Deb headed for the main control room. Surely there, if anywhere, she would find other people.
Make that person rather than people , and she would be right. The control room of the Hero’s Return had originally also been the fire control zone. Row after row of weapons terminals, all unoccupied, formed a three-dimensional matrix. At the far end of the great cylindrical chamber, lolling at ease on a couch, Deb saw a solitary blonde.
The woman, lanky and starvation-thin, turned at Deb’s approach and said, “If you’re looking for Dag Korin, he’s taking a nap.

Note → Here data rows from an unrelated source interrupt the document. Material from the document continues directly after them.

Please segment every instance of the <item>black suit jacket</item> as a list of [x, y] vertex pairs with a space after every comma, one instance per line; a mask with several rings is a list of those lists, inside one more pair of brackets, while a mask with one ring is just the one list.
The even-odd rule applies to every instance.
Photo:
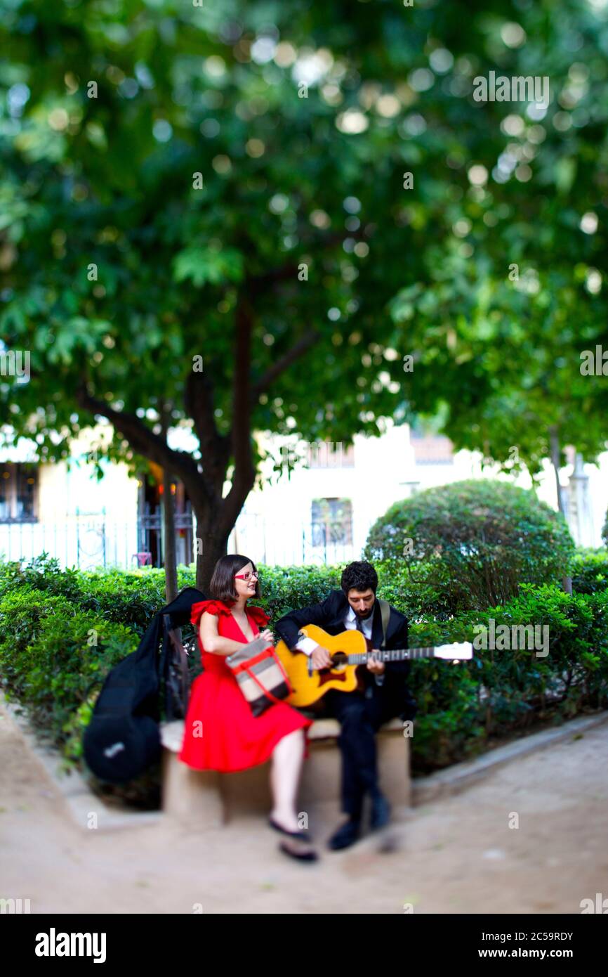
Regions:
[[[346, 595], [342, 590], [332, 590], [320, 604], [312, 604], [301, 611], [291, 611], [276, 622], [275, 629], [288, 648], [294, 649], [298, 644], [300, 629], [306, 624], [316, 624], [328, 634], [341, 634], [345, 630], [345, 617], [349, 604]], [[386, 628], [386, 650], [408, 647], [408, 620], [400, 611], [390, 608], [388, 626]], [[372, 620], [372, 642], [374, 648], [380, 648], [383, 641], [383, 623], [378, 600], [374, 602]], [[374, 695], [383, 700], [383, 705], [387, 712], [412, 719], [416, 712], [416, 703], [407, 688], [407, 677], [410, 671], [409, 661], [386, 661], [385, 681], [382, 686], [375, 682], [372, 672], [361, 669], [361, 675], [366, 686], [371, 686]]]

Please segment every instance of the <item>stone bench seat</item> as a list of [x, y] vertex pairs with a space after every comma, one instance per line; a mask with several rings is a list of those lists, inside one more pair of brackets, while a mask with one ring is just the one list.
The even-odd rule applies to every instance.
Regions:
[[[308, 730], [308, 756], [304, 762], [299, 804], [309, 812], [320, 804], [340, 811], [340, 724], [316, 719]], [[218, 827], [242, 816], [267, 812], [271, 806], [269, 762], [237, 773], [192, 770], [178, 758], [183, 720], [161, 724], [162, 808], [167, 815]], [[403, 723], [392, 719], [376, 737], [380, 785], [397, 817], [411, 805], [409, 739]]]

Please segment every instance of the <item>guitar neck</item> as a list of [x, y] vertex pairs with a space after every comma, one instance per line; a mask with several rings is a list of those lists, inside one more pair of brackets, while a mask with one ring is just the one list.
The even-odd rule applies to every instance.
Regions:
[[371, 658], [376, 661], [405, 661], [408, 658], [436, 658], [436, 648], [391, 648], [389, 651], [380, 651], [376, 653], [364, 652], [362, 655], [349, 655], [348, 664], [360, 664], [369, 661]]

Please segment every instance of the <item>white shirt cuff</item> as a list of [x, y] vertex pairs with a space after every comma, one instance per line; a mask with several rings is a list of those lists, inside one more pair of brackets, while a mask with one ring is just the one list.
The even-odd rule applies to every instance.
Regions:
[[311, 655], [316, 648], [316, 641], [313, 641], [312, 638], [301, 638], [295, 648], [299, 652], [304, 652], [304, 655]]

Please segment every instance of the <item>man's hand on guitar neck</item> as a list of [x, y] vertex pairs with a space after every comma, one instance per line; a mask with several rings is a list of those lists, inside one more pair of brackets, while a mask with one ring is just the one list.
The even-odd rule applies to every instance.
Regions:
[[[380, 655], [379, 649], [375, 648], [372, 655]], [[384, 675], [386, 665], [384, 661], [379, 661], [378, 658], [369, 658], [367, 667], [374, 675]]]

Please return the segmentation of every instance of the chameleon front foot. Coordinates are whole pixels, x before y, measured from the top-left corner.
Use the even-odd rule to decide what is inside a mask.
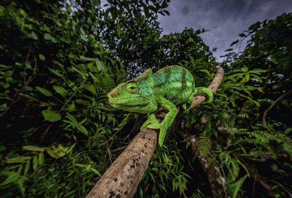
[[[155,129],[159,129],[161,127],[160,123],[156,120],[154,114],[148,115],[148,119],[140,127],[140,130],[142,130],[146,126],[149,128]]]
[[[148,115],[148,119],[141,127],[140,130],[142,130],[146,126],[147,126],[148,128],[160,129],[159,132],[159,138],[158,139],[158,144],[160,146],[162,146],[163,141],[164,140],[166,134],[167,128],[164,127],[161,123],[159,123],[157,120],[156,120],[156,118],[154,113]]]

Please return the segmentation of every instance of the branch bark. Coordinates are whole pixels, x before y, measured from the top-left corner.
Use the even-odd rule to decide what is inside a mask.
[[[224,70],[219,67],[209,89],[215,93],[221,83]],[[194,97],[192,108],[206,100],[203,96]],[[161,111],[158,121],[166,114]],[[88,194],[86,198],[133,197],[156,146],[158,130],[145,127],[113,162]]]

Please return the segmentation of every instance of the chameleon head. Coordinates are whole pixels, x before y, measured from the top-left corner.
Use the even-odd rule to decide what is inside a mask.
[[[148,69],[136,79],[119,84],[108,93],[112,106],[128,111],[147,113],[152,96],[154,79]]]

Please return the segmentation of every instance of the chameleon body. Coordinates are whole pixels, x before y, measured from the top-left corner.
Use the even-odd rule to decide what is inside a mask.
[[[148,119],[141,129],[146,126],[149,128],[159,129],[158,143],[161,146],[167,128],[170,126],[178,112],[176,106],[193,103],[195,95],[204,94],[212,102],[213,95],[207,88],[195,87],[192,74],[185,68],[171,66],[164,68],[154,74],[148,69],[136,79],[119,84],[108,94],[109,103],[113,107],[128,111],[148,113]],[[189,105],[190,107],[190,105]],[[169,112],[160,123],[155,111],[161,107]]]

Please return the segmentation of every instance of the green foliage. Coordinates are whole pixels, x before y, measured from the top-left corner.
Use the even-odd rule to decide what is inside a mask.
[[[104,9],[95,0],[18,1],[4,0],[0,9],[6,197],[84,197],[142,124],[141,115],[108,103],[107,93],[129,74],[179,64],[197,87],[215,76],[218,63],[201,31],[161,36],[158,15],[169,14],[167,0],[109,0]],[[249,176],[266,181],[275,197],[291,194],[292,103],[290,95],[277,99],[291,89],[292,16],[241,34],[251,38],[241,54],[227,54],[214,102],[183,116],[201,155],[223,171],[230,197],[267,197],[260,183],[252,190],[244,182]],[[168,132],[136,197],[210,195],[206,181],[187,189],[192,173],[179,141]]]

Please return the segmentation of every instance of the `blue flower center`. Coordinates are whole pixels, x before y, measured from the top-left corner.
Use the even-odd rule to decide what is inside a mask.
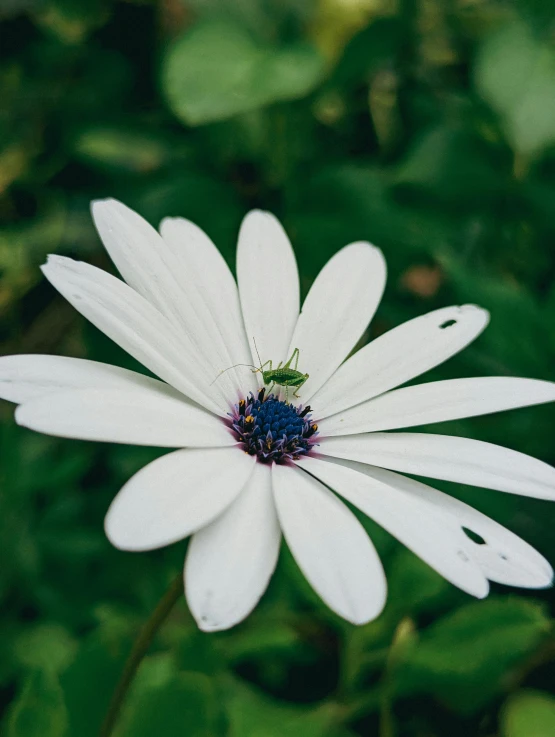
[[[318,425],[311,420],[310,406],[295,407],[266,390],[249,394],[230,413],[231,427],[245,453],[262,463],[298,460],[316,444]]]

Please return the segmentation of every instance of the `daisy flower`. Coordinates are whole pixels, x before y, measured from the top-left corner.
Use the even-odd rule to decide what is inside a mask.
[[[225,629],[249,614],[282,533],[334,612],[356,624],[375,618],[386,579],[345,501],[476,597],[487,595],[489,581],[551,583],[551,566],[528,543],[400,475],[555,499],[555,469],[539,460],[478,440],[404,432],[555,400],[555,384],[509,377],[396,388],[474,340],[488,323],[485,310],[430,312],[349,357],[386,280],[383,255],[369,243],[340,250],[300,310],[293,250],[269,213],[243,221],[237,283],[188,220],[167,218],[158,233],[115,200],[95,202],[93,217],[124,281],[60,256],[48,259],[44,275],[158,379],[83,359],[7,356],[0,396],[19,405],[20,425],[39,432],[176,449],[125,484],[105,528],[116,547],[133,551],[192,535],[185,592],[201,629]],[[289,358],[286,373],[260,370]]]

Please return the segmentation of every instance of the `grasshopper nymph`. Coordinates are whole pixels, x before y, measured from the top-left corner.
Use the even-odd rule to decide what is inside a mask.
[[[297,394],[297,392],[308,379],[308,374],[303,374],[301,371],[297,371],[297,366],[299,365],[299,349],[295,348],[295,350],[293,351],[289,359],[283,364],[283,366],[283,362],[280,361],[277,368],[274,368],[272,365],[272,359],[269,359],[268,361],[262,363],[262,359],[260,358],[260,354],[258,353],[258,348],[256,347],[256,342],[254,343],[254,347],[256,348],[256,355],[258,356],[258,360],[260,361],[260,366],[253,366],[252,364],[248,363],[237,363],[235,364],[235,366],[250,366],[250,368],[253,369],[253,374],[261,373],[264,384],[266,386],[271,384],[268,392],[270,392],[274,388],[274,386],[284,386],[285,401],[288,401],[289,399],[289,387],[295,387],[293,396],[297,397],[298,399],[299,395]],[[295,362],[295,366],[292,368],[291,364],[293,363],[293,361]],[[268,365],[270,366],[270,368],[265,369],[265,366]],[[229,368],[235,368],[235,366],[230,366]],[[225,371],[229,371],[229,369],[221,371],[216,379],[218,379],[223,373],[225,373]],[[216,381],[216,379],[214,379],[214,381]]]

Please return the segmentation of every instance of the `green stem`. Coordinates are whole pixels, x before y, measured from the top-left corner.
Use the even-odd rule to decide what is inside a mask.
[[[129,653],[129,657],[123,667],[119,683],[116,686],[106,717],[100,728],[100,737],[110,737],[116,725],[121,707],[129,690],[133,678],[141,664],[142,659],[154,639],[154,636],[164,623],[168,614],[173,609],[180,596],[183,594],[183,574],[180,573],[170,584],[166,593],[162,596],[156,609],[142,628],[139,636]]]

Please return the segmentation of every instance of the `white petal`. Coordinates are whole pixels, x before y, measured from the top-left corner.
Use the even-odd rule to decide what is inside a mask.
[[[299,274],[289,238],[269,212],[252,210],[243,220],[237,281],[252,362],[259,365],[258,349],[275,368],[287,359],[299,315]]]
[[[455,586],[479,598],[487,595],[487,579],[466,552],[470,540],[451,515],[407,493],[401,483],[376,478],[374,469],[361,463],[305,458],[299,465],[375,520]]]
[[[0,398],[17,404],[65,389],[136,387],[169,389],[167,384],[135,371],[85,358],[32,354],[0,358]]]
[[[357,518],[295,467],[274,465],[272,482],[283,534],[316,593],[353,624],[377,617],[385,603],[385,575]]]
[[[232,366],[223,326],[214,320],[204,294],[174,248],[146,220],[117,200],[98,200],[91,209],[97,230],[120,274],[166,316],[178,333],[186,334],[194,354],[209,364],[210,380]],[[226,372],[218,387],[233,402],[238,394],[235,379],[234,370]]]
[[[159,448],[237,444],[223,420],[163,384],[51,392],[20,405],[15,419],[37,432],[80,440]]]
[[[204,298],[232,364],[250,363],[237,284],[222,254],[203,230],[185,218],[164,218],[160,232],[185,268],[182,287],[194,288]],[[249,370],[243,367],[235,373],[244,392],[256,390],[258,382]]]
[[[481,440],[428,433],[322,438],[320,453],[392,471],[555,500],[555,468]]]
[[[492,376],[408,386],[318,423],[321,435],[395,430],[555,401],[555,384]]]
[[[176,450],[136,473],[104,527],[122,550],[154,550],[209,524],[249,480],[254,459],[237,448]]]
[[[250,614],[276,567],[280,538],[270,467],[257,463],[238,498],[189,543],[185,592],[201,630],[228,629]]]
[[[303,304],[288,355],[300,351],[298,370],[309,374],[299,395],[320,389],[366,330],[382,298],[386,266],[370,243],[351,243],[318,274]]]
[[[62,256],[50,256],[42,270],[76,310],[154,374],[208,409],[227,412],[223,397],[209,386],[210,368],[187,336],[131,287]]]
[[[543,555],[485,514],[414,479],[383,468],[366,468],[369,475],[403,489],[414,498],[431,502],[438,510],[452,516],[461,529],[479,535],[484,542],[468,538],[466,551],[491,581],[532,589],[551,585],[553,569]]]
[[[471,343],[489,315],[475,305],[445,307],[399,325],[349,358],[314,397],[323,419],[404,384]]]

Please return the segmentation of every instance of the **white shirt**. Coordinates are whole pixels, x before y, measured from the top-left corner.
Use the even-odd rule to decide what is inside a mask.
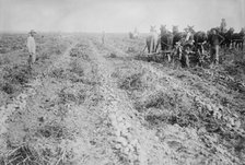
[[[27,49],[30,54],[36,54],[36,43],[33,36],[27,38]]]

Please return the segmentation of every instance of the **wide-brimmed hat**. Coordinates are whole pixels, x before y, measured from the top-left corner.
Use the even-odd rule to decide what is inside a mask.
[[[36,32],[34,30],[31,30],[30,34],[36,34]]]

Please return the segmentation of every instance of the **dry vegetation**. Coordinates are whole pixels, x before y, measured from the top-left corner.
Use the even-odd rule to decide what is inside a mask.
[[[176,69],[141,55],[143,37],[67,36],[39,35],[30,70],[26,36],[3,35],[0,164],[143,164],[141,150],[144,164],[245,162],[242,52]]]

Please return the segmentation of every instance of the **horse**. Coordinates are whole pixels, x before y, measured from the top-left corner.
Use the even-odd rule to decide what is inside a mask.
[[[150,35],[147,37],[148,52],[156,52],[159,46],[159,35],[156,33],[155,26],[151,26]]]
[[[245,27],[241,30],[240,33],[234,33],[232,35],[232,43],[235,48],[243,50],[243,44],[245,39]]]
[[[217,28],[219,35],[221,35],[223,37],[223,42],[221,42],[220,46],[222,48],[230,48],[231,44],[232,44],[232,35],[234,33],[234,28],[230,27],[229,31],[222,31],[220,27]]]

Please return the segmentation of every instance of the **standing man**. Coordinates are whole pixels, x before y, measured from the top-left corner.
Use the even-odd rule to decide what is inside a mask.
[[[219,35],[218,30],[212,28],[209,36],[209,43],[211,45],[211,62],[219,64],[219,49],[220,44],[224,40],[224,37]]]
[[[225,33],[225,31],[226,31],[226,21],[225,21],[225,19],[221,19],[220,31],[222,33]]]
[[[102,32],[102,44],[105,44],[105,31]]]
[[[32,67],[32,64],[36,61],[36,43],[34,39],[34,35],[36,32],[33,30],[28,33],[28,38],[27,38],[27,49],[28,49],[28,64]]]

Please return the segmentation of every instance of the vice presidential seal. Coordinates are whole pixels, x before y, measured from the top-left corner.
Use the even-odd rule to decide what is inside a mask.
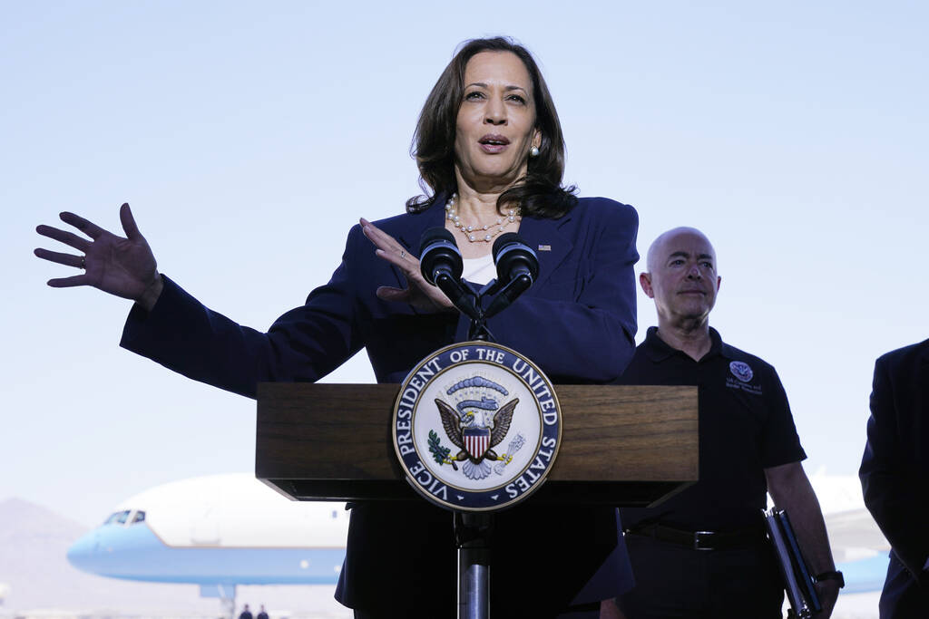
[[[510,507],[538,488],[561,442],[555,389],[526,357],[484,342],[422,360],[394,406],[394,448],[411,484],[448,509]]]

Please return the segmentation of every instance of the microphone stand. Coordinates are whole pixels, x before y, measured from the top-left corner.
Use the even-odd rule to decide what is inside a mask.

He said he’d be here when the time came to make the Link transition.” She glanced at one of the displays. “That’s less than five hours from now. I hope he wakes up in time.”
“I don’t want General Korin. I’m seeking Chan Dalton.”
Deb expected a casual “sorry” or “never heard of him.” But the woman nodded.
“I don’t know where Dalton is now. But I know where he was , half an hour ago.”
“Where?”
“Forward. I told him, the best place to see what’s ahead of the ship is the bow observation port. When he left there he said he’d be back later.”
“Thank you.” Deb was already on the way.
“All the way forward,” the skinny woman called after her. “Follow the central corridor as far as you can go.”
Which, as Deb soon found, was very far indeed. She seemed to race for miles before the corridor ahead ended in a small ring hatch. It was open, and she dived through headfirst and emerged into a bubble-like observation chamber.